Ramirez is an asylee from Colombia, a country that up until 2016, had the longest running civil war in history. He’s also an economist who has studied herd mentality. “They buy because everybody is buying, but they don’t know what to buy because they’ve never been in this situation,” he says.
Hypervigilant from a lifetime of seeing guns and violence, Ramirez was considering leaving the United States weeks ago. Last month, as news of the crisis hit and Trump was suggesting that it was “very much under control,” Ramirez was asking his doctor to fill his prescription for the next four months. He pulled his son out of school just before official shutdown orders took effect across the country.
With major supermarkets struggling to restock shelves, he turned to local immigrant-owned markets, where it was business as usual. This was true in my Detroit neighborhood too, where over 40 percent of the population is foreign-born and has a network of local markets serving everyone from Polish to Yemeni immigrants.
Immigrants have always relied on alternative supply chains like ethnic markets, where goods are imported from their homelands and relationships with business owners run deep.

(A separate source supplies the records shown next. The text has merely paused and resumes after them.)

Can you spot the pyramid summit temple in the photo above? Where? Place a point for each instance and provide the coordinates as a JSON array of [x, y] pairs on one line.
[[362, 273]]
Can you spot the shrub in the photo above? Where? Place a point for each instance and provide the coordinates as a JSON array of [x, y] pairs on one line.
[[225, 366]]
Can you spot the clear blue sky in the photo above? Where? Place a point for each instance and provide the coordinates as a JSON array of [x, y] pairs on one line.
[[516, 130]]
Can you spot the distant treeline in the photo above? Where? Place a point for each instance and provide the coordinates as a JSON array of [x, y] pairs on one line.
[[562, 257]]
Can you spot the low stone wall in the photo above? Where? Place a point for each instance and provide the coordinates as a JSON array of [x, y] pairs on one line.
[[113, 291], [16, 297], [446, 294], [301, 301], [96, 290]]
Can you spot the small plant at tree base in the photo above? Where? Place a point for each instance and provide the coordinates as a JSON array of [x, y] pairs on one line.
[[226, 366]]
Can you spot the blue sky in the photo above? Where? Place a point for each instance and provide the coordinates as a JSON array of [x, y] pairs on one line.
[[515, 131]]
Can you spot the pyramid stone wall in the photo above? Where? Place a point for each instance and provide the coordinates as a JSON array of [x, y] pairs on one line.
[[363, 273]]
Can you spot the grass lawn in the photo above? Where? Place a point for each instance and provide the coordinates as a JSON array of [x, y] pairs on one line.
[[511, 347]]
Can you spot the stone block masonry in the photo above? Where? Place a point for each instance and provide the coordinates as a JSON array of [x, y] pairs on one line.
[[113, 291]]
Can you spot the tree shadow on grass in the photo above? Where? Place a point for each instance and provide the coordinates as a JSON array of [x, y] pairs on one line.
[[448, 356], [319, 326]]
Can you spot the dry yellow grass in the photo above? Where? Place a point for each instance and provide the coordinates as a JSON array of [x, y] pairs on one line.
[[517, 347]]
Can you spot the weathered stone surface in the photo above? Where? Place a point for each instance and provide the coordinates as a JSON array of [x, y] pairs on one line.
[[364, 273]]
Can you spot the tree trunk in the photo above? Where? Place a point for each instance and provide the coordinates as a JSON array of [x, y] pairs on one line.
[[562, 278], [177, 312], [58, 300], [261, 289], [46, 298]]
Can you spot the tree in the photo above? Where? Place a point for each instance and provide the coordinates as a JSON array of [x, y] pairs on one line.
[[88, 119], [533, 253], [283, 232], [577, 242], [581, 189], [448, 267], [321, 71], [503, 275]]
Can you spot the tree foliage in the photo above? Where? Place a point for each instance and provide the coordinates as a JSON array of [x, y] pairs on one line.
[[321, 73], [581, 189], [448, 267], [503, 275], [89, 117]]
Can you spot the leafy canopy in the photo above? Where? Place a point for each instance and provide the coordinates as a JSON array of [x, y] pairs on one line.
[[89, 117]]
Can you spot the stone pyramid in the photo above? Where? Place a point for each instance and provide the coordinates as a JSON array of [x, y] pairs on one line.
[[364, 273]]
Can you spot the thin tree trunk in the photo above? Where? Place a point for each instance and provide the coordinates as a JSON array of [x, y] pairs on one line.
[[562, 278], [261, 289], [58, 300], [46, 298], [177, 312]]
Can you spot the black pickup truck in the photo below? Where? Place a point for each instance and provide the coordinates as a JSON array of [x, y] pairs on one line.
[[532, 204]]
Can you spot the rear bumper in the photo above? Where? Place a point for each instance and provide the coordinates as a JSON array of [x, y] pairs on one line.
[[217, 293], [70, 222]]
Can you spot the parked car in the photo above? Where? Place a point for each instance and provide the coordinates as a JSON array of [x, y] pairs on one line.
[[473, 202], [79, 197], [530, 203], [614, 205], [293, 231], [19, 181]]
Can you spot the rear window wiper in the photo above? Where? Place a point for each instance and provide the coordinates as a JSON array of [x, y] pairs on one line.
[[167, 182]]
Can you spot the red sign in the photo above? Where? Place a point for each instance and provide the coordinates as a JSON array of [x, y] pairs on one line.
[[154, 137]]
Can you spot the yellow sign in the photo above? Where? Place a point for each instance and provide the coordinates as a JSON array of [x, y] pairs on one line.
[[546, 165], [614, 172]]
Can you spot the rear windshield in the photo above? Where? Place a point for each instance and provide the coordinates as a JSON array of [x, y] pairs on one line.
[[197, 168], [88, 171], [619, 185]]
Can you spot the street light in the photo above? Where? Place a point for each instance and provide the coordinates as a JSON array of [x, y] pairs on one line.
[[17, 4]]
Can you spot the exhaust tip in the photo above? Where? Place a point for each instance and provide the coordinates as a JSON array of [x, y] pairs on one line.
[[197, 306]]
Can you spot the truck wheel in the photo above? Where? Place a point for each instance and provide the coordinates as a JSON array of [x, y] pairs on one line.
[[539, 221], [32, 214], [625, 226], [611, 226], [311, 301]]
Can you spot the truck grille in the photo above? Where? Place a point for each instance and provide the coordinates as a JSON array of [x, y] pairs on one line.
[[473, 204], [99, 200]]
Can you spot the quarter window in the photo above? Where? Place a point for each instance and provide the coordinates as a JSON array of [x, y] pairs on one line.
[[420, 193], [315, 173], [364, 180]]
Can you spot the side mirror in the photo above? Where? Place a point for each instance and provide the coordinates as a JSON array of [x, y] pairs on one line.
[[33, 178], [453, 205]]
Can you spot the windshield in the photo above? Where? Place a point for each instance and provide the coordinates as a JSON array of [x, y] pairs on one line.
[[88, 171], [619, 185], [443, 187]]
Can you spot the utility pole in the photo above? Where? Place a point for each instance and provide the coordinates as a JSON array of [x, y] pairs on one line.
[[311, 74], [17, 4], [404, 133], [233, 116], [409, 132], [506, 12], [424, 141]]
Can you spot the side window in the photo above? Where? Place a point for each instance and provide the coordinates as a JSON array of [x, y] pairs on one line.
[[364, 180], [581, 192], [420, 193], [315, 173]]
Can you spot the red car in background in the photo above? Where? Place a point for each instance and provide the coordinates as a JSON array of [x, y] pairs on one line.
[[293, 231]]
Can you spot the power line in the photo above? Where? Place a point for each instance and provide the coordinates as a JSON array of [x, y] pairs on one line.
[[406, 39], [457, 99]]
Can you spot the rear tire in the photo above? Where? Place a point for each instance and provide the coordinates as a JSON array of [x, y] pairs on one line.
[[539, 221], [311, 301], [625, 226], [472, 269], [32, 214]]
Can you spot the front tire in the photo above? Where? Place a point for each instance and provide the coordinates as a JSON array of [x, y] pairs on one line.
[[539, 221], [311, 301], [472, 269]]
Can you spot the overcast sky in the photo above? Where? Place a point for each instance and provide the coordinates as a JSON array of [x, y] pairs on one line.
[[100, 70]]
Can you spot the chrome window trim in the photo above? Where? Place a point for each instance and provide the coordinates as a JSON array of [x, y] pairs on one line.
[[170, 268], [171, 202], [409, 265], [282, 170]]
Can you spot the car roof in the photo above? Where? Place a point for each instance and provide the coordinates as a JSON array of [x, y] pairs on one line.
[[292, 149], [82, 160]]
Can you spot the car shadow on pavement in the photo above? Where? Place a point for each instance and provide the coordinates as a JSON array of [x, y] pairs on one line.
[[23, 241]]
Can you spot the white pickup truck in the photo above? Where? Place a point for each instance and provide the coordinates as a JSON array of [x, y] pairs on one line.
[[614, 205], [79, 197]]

In fact, these small, independent immigrant-run businesses have been shown to improve food environments in low-income urban neighborhoods.

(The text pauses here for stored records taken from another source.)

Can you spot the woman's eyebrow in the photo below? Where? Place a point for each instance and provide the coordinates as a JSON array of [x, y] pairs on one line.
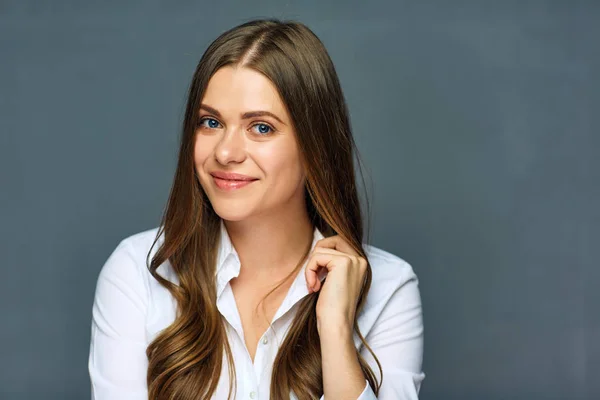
[[246, 115]]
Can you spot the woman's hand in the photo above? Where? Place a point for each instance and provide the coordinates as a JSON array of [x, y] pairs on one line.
[[345, 270]]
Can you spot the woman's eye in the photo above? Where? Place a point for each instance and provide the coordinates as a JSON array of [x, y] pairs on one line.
[[262, 129], [209, 123]]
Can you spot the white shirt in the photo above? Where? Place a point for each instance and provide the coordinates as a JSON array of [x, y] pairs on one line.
[[131, 308]]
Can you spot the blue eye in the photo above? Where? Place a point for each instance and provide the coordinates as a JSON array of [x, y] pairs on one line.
[[212, 123], [263, 129]]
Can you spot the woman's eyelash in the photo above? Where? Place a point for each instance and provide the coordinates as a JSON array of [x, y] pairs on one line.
[[202, 120]]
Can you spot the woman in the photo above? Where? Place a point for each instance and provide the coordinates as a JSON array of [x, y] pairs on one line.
[[260, 286]]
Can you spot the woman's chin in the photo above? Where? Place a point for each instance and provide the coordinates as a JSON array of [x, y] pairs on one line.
[[231, 213]]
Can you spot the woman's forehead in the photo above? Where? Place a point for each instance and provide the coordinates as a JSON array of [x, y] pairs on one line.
[[236, 90]]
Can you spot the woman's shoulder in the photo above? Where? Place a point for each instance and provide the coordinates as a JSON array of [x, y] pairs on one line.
[[389, 270], [127, 263], [392, 278]]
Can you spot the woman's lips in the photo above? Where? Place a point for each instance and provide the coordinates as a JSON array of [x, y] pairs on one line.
[[227, 184]]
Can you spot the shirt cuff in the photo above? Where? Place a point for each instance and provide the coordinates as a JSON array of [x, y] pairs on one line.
[[368, 393]]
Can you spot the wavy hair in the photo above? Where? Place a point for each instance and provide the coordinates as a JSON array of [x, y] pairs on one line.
[[185, 359]]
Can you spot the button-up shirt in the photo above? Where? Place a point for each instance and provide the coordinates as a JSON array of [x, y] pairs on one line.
[[131, 308]]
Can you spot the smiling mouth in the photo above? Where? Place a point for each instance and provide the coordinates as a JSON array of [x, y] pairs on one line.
[[231, 184]]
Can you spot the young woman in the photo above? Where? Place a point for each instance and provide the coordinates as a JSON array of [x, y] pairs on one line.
[[257, 283]]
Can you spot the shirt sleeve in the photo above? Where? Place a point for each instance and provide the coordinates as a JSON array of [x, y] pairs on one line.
[[397, 340], [117, 360]]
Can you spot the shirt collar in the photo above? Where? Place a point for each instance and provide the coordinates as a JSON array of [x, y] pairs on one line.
[[228, 262]]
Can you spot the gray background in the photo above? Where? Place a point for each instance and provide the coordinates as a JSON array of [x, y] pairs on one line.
[[478, 122]]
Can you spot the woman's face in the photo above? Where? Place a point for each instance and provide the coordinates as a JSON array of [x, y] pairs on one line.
[[244, 128]]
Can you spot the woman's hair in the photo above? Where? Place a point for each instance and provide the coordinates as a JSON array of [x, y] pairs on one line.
[[185, 359]]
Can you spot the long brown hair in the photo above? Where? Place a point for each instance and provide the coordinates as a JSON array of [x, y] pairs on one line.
[[185, 359]]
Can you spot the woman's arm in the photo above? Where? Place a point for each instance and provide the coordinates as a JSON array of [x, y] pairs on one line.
[[397, 339], [117, 360]]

Greg Nemet turned to his local halal grocery store as the number of coronavirus cases continued to grow. “I got everything I needed,” he says. Before coming to the United States with his family in the ’90s, Nemet spent the early years of his childhood in Armenia, which suffered a catastrophic earthquake and territorial war with neighboring Azerbaijan—not to mention the Soviet collapse—over the course of just a couple of years. Much of their survival depending on neighbors and their immediate community. “I remember how my grandma would constantly lean on our neighbors, not just for eggs but for everything,” he says. “You become very, very hyperlocal about things.”

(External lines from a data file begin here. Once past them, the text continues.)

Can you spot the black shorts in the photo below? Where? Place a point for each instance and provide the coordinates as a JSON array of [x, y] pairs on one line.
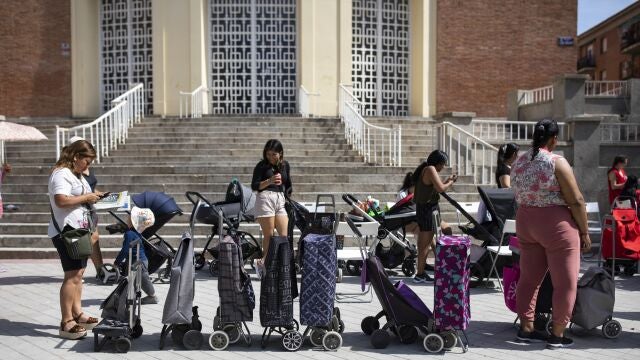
[[424, 216], [68, 264]]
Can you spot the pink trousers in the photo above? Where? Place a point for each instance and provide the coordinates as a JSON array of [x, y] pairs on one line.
[[549, 239]]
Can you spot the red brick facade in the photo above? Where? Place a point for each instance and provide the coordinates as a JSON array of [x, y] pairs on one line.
[[35, 60], [486, 48]]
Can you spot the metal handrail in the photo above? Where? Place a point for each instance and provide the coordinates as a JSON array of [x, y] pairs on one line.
[[193, 102], [304, 101], [501, 130], [110, 128], [468, 154], [378, 145]]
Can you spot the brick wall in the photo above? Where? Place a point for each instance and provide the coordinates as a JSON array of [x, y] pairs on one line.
[[35, 68], [486, 48]]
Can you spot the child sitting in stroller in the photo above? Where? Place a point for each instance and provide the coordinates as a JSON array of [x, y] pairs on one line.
[[139, 220]]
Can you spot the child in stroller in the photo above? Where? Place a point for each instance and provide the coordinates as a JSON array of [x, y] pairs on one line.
[[139, 220], [236, 208]]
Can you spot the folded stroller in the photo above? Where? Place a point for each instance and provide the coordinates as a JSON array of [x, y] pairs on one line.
[[236, 208], [237, 299], [180, 317], [121, 310], [399, 251], [277, 289], [157, 249], [407, 316]]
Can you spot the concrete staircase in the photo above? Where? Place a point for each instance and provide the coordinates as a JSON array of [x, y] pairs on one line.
[[203, 155]]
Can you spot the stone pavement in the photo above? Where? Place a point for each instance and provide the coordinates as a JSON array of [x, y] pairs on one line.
[[29, 318]]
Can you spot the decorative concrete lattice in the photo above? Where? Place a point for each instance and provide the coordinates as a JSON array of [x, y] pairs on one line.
[[380, 56], [125, 49], [253, 56]]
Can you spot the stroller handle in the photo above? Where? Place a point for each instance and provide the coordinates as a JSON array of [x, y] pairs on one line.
[[353, 227]]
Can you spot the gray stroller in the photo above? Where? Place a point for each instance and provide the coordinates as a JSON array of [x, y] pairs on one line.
[[237, 299], [180, 317]]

Pulsing through the world indiscriminately, the coronavirus has infected over 1 million people and, as of this writing, claimed the lives of 59,000, a number that will continue to rise. As we deal with its path of destruction and the shared, overwhelming anxiety it has brought, perhaps there are lessons to be drawn from populations who have learned to cope with, and assess danger. Though they come from complex backgrounds and remain at risk for both socioeconomic and health disparities, they also carry a collective resilience to not just overcome adversity, but keep going in spite of it—adapting over and over again in the face of instability.
As Nemet says, “The world has actually changed already, and only an immigrant or refugee can explain that to you.”